VASSALBORO: Two annual activities successful despite disruptions

Vassalboro Community School (contributed photo)

by Mary Grow

Vassalboro School Board members again got upbeat monthly reports from school officials at the Dec. 15 board meeting.

Vassalboro Community School Principal Megan Allen said two traditional annual activities were successful despite the disrupted year. The Giving Tree program was so well supported that five more families were helped this year than last year. And the virtual December Viking Pride Assembly recognized honor roll students and those who exemplified the Pride virtues of respect, responsibility and kindness. Remote learners were included, Allen said.

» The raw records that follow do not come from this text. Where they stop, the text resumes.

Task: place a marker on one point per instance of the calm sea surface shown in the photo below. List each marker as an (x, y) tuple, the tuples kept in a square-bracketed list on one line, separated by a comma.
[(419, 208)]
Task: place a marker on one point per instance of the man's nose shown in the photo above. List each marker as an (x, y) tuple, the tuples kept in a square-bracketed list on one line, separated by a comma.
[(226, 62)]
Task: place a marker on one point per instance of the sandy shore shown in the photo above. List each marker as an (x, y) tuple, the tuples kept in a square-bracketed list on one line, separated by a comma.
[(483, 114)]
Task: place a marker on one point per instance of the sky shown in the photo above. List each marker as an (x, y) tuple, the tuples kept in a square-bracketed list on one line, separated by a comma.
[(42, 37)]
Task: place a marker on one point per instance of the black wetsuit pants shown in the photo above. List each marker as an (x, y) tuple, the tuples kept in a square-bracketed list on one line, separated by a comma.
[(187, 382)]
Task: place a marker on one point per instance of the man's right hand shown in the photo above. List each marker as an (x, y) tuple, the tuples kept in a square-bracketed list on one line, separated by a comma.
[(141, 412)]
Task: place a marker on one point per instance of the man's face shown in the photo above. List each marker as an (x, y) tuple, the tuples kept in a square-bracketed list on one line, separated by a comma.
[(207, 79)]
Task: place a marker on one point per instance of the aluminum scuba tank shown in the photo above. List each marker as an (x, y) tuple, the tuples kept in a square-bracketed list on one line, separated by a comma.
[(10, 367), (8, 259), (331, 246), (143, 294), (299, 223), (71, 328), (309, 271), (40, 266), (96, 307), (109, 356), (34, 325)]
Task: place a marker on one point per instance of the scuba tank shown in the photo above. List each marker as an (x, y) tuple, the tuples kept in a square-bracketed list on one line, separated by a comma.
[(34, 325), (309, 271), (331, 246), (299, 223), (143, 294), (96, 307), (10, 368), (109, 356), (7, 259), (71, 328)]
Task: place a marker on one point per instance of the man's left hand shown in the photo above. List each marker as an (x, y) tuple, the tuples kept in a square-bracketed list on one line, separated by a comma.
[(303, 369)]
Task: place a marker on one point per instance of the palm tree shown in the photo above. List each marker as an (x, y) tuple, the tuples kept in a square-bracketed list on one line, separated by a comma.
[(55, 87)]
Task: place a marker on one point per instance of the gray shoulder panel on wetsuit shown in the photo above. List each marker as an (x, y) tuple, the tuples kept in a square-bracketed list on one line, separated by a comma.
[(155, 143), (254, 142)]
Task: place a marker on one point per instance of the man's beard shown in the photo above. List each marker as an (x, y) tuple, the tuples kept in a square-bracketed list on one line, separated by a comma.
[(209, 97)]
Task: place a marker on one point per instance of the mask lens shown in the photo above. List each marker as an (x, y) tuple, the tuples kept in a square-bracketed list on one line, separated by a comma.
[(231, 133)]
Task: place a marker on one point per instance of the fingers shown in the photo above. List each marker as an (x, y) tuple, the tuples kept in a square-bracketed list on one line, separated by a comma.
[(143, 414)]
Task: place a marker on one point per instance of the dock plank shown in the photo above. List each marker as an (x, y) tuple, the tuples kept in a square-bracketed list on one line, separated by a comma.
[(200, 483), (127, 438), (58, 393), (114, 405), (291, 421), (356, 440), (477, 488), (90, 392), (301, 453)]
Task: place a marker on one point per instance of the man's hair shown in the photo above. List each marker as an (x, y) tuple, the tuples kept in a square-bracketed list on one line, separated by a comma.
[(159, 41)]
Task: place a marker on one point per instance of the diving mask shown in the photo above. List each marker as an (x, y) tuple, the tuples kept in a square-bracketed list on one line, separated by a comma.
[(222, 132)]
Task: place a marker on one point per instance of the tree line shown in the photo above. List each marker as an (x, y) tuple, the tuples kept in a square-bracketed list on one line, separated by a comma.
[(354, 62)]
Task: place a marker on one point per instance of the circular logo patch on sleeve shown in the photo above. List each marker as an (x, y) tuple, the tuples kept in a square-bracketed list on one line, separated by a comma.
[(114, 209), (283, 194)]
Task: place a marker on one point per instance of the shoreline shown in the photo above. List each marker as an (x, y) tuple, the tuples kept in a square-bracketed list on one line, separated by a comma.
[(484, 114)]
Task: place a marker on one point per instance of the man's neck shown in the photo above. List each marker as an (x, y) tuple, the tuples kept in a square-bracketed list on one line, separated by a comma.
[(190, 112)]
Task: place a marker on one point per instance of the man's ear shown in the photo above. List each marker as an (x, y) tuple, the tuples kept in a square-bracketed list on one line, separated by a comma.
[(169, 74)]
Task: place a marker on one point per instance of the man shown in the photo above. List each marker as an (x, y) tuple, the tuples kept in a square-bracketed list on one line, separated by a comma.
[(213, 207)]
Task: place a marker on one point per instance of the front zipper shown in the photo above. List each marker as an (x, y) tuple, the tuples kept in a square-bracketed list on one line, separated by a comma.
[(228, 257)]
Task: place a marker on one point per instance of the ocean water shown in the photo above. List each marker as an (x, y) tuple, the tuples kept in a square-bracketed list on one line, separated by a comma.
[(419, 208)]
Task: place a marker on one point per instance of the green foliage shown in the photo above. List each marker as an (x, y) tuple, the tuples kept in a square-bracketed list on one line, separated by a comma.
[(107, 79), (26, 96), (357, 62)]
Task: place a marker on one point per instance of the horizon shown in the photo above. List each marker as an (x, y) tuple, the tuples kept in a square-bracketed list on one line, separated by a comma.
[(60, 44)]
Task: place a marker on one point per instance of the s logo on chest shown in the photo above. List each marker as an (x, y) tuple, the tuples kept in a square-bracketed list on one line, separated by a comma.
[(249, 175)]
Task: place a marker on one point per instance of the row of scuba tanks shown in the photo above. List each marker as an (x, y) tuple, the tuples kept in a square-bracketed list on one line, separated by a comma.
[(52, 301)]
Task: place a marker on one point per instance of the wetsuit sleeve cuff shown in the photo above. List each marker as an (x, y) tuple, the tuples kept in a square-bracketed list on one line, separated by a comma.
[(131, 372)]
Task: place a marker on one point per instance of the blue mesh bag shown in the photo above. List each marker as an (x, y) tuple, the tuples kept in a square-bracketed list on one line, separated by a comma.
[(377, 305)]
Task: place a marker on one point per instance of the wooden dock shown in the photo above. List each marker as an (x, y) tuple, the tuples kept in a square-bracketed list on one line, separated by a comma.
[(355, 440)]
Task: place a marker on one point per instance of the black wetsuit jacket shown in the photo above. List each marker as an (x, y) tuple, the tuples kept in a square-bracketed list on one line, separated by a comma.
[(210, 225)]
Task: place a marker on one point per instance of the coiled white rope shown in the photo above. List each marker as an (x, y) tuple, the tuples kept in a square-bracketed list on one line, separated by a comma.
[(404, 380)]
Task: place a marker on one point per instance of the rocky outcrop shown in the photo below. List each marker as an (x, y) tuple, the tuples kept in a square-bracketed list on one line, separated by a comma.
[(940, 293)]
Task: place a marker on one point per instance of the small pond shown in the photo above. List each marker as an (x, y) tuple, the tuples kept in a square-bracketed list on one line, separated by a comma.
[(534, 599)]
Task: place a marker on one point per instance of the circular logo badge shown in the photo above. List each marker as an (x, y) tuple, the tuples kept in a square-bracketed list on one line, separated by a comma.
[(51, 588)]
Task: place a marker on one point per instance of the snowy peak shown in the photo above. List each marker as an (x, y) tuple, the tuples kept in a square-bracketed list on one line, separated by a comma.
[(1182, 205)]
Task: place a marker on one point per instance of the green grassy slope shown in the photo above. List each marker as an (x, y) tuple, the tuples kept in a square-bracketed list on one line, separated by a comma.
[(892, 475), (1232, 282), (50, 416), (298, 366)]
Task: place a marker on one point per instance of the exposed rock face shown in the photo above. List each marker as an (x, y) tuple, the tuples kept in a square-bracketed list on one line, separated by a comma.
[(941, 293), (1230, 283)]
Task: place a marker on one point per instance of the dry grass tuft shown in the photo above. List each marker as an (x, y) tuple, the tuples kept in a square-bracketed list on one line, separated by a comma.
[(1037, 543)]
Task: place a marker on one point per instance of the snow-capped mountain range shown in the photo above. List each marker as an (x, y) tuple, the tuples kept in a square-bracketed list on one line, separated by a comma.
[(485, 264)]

She reported that the number of students choosing to learn entirely remotely increases gradually, and services to remote learners are increasing as well.

She also said that Jobs for Maine Graduates (JMG) Master Specialist Victor Esposito and Guidance Counselor Meg Swanson organized a school-wide door decorating contest that resulted in a variety of creative additions.

Superintendent Alan Pfeiffer said the listing of a coronavirus outbreak at Vassalboro Community School during the Dec. 14 briefing by Maine Center for Disease Control and Prevention (CDC) Director Dr. Nirav Shah was old news; CDC is no longer investigating.

The CDC epidemiologist who gave Pfeiffer and Allen advance notice of the public mention praised their handling of the situation and their overall policies, Pfeiffer said. He, too, offered thanks and congratulations to everyone involved, school personnel, students and parents.

School Nurse MaryAnn Fortin seconded Pfeiffer’s report. “Things are looking pretty good right now, fingers crossed,” she said.

(In his Dec. 18 report to the media, Shah said there are few if any cases of in-school transmission in Maine or nationally, and praised school personnel, students and parents for their efforts.)

Given the success so far, board members agreed to continue what they’ve been doing, including leaving winter sports canceled “out of an abundance of caution,” Pfeiffer said.

The board also approved continuing the current school schedule through February. The schedule has different groups of students alternately in the building and learning from home, and Wednesday afternoons set aside for teachers’ preparation time and extra connections with students at home.

When board member Jessica Clark asked when students could return to in-school classes full time, Allen said not until social distancing requirements are removed. She and Assistant Principal Greg Hughes are monitoring space use, looking for a chance to bring students who most need in-school work – some in special education programs, for example – into the building more often.

Pfeiffer added that the administration’s goal is to get students back into the building, but doing so safely is the priority.

Finance Director Paula Pooler said the business office that serves Vassalboro, Waterville and Winslow school departments is still extremely busy with the necessary paperwork for extra federal and state funding. But, she said, the additional aid has kept the budget in balance so far, and Vassalboro is about to add four new buses to the one acquired earlier this fall.

Board members approved appointment of Tanya Thibeau as new special education director for Vassalboro Community School (not to be shared with Winslow, as former Director Amy Benham was). Allen said Thibeau was the selection committee’s unanimous choice from four candidates, and she looks forward to having her full-time in the school.

The meeting was followed by an executive session. Afterward, Pfeiffer said he and board members agreed he will serve as superintendent for another year. He prefers one-year terms, to give the school department and himself flexibility.

The next Vassalboro School Board meeting is scheduled for Tuesday evening, January 19, 2021.